Our approach has several limitations. First, it can happen that a small fraction of inquiries associated to a given topic are actually extraneous to it, especially for semantically broad topics. This is because - due to the noise present in this real-world dataset - the soft clustering HDBSCAN algorithm must be applied with a low probability threshold for cluster assignment to avoid the majority of inquiries being considered as outliers (see Supplementary Material). Second, even though the topic names are generally quite informative, a medical expert needs to read the actual inquiries to fully grasp the topic meaning, especially if a decision will be made on the grounds of the discovered topics. This is however not burdensome because inspection is limited to the inquiries associated to a given topic (and not all inquiries). Last, some discovered topics are judged by medical experts based on their expert knowledge - so similar that they could have been merged in a single topic, but are considered distinct by the algorithm. In these cases, manual topic grouping might be required to determine the top topics by inquiry volumes. Still, these similar topics very often appear close to each other in the topic map.

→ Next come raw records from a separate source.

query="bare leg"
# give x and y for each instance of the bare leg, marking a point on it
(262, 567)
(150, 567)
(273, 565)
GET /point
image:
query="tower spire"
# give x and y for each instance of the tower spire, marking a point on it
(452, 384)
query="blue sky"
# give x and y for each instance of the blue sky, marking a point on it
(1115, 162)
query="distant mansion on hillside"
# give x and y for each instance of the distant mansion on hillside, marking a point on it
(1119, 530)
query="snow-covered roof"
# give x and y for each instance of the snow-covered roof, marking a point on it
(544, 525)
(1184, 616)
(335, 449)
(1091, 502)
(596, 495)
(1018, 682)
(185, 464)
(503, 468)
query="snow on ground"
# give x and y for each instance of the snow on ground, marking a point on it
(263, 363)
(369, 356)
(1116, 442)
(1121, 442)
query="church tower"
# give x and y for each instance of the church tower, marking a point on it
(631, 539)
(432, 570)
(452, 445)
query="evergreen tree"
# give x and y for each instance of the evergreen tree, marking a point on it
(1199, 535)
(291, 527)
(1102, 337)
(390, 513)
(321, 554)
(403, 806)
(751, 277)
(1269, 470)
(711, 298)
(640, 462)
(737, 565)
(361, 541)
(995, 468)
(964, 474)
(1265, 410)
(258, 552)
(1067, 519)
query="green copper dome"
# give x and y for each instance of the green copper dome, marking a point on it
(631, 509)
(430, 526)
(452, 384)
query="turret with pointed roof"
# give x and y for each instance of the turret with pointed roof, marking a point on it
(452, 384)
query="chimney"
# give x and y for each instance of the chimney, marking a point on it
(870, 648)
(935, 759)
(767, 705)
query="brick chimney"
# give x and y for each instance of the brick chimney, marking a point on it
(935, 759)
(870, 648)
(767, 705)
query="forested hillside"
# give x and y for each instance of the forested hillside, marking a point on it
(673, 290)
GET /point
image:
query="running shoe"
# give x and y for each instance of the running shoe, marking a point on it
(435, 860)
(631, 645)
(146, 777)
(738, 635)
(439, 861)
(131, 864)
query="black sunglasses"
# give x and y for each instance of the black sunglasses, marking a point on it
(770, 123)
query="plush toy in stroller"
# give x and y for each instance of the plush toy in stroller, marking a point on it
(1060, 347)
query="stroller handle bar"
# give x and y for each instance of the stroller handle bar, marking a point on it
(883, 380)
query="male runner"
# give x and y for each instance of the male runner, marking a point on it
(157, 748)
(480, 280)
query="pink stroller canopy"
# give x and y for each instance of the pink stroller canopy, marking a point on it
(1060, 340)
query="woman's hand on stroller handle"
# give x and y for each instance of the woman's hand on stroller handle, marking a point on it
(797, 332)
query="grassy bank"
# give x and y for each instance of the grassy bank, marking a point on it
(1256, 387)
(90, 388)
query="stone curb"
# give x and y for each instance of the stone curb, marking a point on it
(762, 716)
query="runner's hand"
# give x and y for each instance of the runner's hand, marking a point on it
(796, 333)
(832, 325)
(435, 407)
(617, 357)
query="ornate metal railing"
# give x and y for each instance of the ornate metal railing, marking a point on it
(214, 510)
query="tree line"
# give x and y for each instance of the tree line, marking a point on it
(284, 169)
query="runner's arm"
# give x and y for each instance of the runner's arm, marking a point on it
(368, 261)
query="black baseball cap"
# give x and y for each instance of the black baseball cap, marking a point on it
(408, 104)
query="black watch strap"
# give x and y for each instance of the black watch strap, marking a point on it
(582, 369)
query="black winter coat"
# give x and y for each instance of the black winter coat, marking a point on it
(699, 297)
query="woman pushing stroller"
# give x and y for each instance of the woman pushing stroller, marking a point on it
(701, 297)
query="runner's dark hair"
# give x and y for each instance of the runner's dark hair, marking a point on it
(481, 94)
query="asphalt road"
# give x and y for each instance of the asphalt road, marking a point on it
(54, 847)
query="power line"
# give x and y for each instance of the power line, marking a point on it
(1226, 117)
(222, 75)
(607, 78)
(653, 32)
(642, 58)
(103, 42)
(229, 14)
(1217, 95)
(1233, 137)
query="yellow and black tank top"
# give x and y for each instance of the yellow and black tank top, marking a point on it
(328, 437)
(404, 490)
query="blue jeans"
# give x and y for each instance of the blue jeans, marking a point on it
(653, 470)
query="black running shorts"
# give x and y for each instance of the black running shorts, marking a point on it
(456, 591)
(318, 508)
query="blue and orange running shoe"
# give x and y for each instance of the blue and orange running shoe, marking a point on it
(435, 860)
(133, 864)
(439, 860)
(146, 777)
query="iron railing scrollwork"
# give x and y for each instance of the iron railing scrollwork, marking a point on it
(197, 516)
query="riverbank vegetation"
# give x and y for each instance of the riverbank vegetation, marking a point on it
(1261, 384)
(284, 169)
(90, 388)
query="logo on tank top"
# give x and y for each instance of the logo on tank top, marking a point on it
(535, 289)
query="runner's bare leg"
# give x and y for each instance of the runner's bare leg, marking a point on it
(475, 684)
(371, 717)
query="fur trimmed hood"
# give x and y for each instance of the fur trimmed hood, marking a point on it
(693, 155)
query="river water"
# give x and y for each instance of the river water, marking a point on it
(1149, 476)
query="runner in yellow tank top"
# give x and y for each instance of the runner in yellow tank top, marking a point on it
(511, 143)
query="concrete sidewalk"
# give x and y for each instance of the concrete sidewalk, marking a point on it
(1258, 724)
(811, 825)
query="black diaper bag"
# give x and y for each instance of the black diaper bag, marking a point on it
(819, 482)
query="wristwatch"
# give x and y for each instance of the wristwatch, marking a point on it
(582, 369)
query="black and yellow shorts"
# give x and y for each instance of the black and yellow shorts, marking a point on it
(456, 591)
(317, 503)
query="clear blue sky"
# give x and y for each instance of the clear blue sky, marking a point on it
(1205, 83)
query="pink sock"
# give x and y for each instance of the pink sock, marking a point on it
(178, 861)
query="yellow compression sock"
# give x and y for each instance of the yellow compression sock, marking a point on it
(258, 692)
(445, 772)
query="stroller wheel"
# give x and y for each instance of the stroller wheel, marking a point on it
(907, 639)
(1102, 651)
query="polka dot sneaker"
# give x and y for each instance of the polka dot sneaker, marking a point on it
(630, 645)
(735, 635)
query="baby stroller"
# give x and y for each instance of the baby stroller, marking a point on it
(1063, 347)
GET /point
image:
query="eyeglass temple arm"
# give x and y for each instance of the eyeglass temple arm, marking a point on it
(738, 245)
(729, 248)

Despite these limitations, this study demonstrates that medical inquiries contain useful information, and that machine learning can extract this information in an automatic way, discovering topics that are judged by medical information specialists as meaningful and valuable. The hope is that this will stimulate mining of medical inquiries, and more generally the use of natural language processing and unsupervised learning in the medical industry. Interesting future directions are the inclusion of a priori expert knowledge (e.g. a list of expected topics) while at the same time maintaining the ability to discover new and previously unknown topics, and grouping topics in meta-topics though a clustering hierarchy.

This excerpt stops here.